Aspiring first-time buyers have been warned they may need to lower their ambitions as another Bank of England base rate hike adds to mortgage costs.
Thursday’s base rate hike from 3% to 3.5% will add around £49 per month to the average tracker mortgage, according to calculations from trade association UK Finance.
Since December last year, the average tracker mortgage cost has increased by around £333 per month.
Around four-fifths of mortgages are fixed rates, but borrowers on these deals may well get a bill shock when their fixed-rate deal comes to an end.
Paul Broadhead, head of mortgage and housing policy at the Building Societies Association (BSA) said: “For first-time homebuyers, the rate rises are having an immediate impact as the higher cost of a mortgage, alongside the rising cost of living, will affect their overall affordability.

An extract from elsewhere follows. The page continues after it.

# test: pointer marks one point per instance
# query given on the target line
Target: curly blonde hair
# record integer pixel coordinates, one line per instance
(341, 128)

“Those taking their first step onto the housing ladder should therefore seek advice from a lender or mortgage broker, as they may need to lower their ambitions as they’re unlikely to be able to borrow at the level they might have achieved 12 months ago.”
He added: “Whilst we have not yet seen an increase in borrowers with mortgage arrears, we remain alert to the economic conditions, which are rapidly changing.
“It’s worth noting that lenders are sensitive to the rising number of people facing a squeezed household budget and have teams who are well trained and experienced in providing tailored support to those who are struggling.
“Anyone who is worried about their finances and ability to pay their mortgage should therefore get in touch with their lender or a debt adviser as soon as possible.”
Rachel Springall, a finance expert at Moneyfacts.co.uk said: “Moving into 2023, it will be interesting to see how demand for mortgages will be impacted as further base rate rises are expected and house prices are predicted to fall.
“If borrowers are looking to refinance next year, they may want to start building a savings pot to pay for any associated costs and be conscious that mortgage rates are much higher than they might expect.
“First-time buyers may feel disheartened about their chances of finding an affordable property considering the cost-of-living crisis, but when it comes down to applying for a mortgage, it’s always worth seeking advice to go through the options first, particularly if borrowers have a limited 5% deposit.”
Lawrence Bowles, director of research at Savills, said: “We’re likely to see a slowdown in transaction activity from mortgaged buyers over the next few months, with cash buyers gaining a relative advantage.
“However, with the pace of interest rate hikes slowing and the possibility of rate cuts on the horizon, the picture looks like it will improve for mortgaged buyers in 2024 and beyond.”
Simon Gammon, managing partner at Knight Frank Finance, said: “The cost of tracker products will continue to rise and (is) rapidly approaching parity with fixed-rate products.
“Following today’s decision, the best trackers will be in the region of 4%, while the best five-year fixed products are around 4.6%.”
He continued: “Many borrowers will continue to wait on trackers, betting that fixed-rates will fall further, while others will opt to lock in a fixed-rate product to get better visibility on their outgoings during what will be a difficult period from an economic perspective.
“November and December have been particularly quiet in the property market and it’s clear that many borrowers opted to postpone plans in the wake of the mini-budget while conditions settled.
“The likely arrival of five-year fixed-rate products below 4.5% will represent the new normal in the mortgage market and we’d expect more benign conditions to lift activity to some degree.”
Jeremy Leaf, a north London estate agent, said: “Existing sales are proceeding, while new buyers are thin on the ground and deciding on next steps over the holiday period. We expect them to slowly return but negotiate hard, aware that the balance has shifted very quickly their way and they will do their best to take advantage.”
“Millions of working adults have never experienced rates higher than 1% and getting to grips with the impact this has on their borrowing costs will be tough.”
Phil Andrew, chief executive of charity StepChange, said: “We know from our clients’ experience that it’s human nature to try to cope with financial difficulty until debt problems come to a head, but we very much urge anyone experiencing the beginning of any financial pressure as a result of rising interest rates to get help as early as possible, before problem debt becomes entrenched, and when there are more options available to help you.”
Rising interest rates have been feeding through into the savings market in recent months.
Sarah Pennells, consumer finance specialist at Royal London, said: “Interest rates on savings accounts have been rising over the last year.
“The ‘best buy’ easy access accounts now pay as much as 2.9% and NS&I will be increasing its prize fund rate on Premium Bonds in January.
“However, with inflation currently three times this level, people who keep their money in cash – especially over the long-term – will find it loses value.”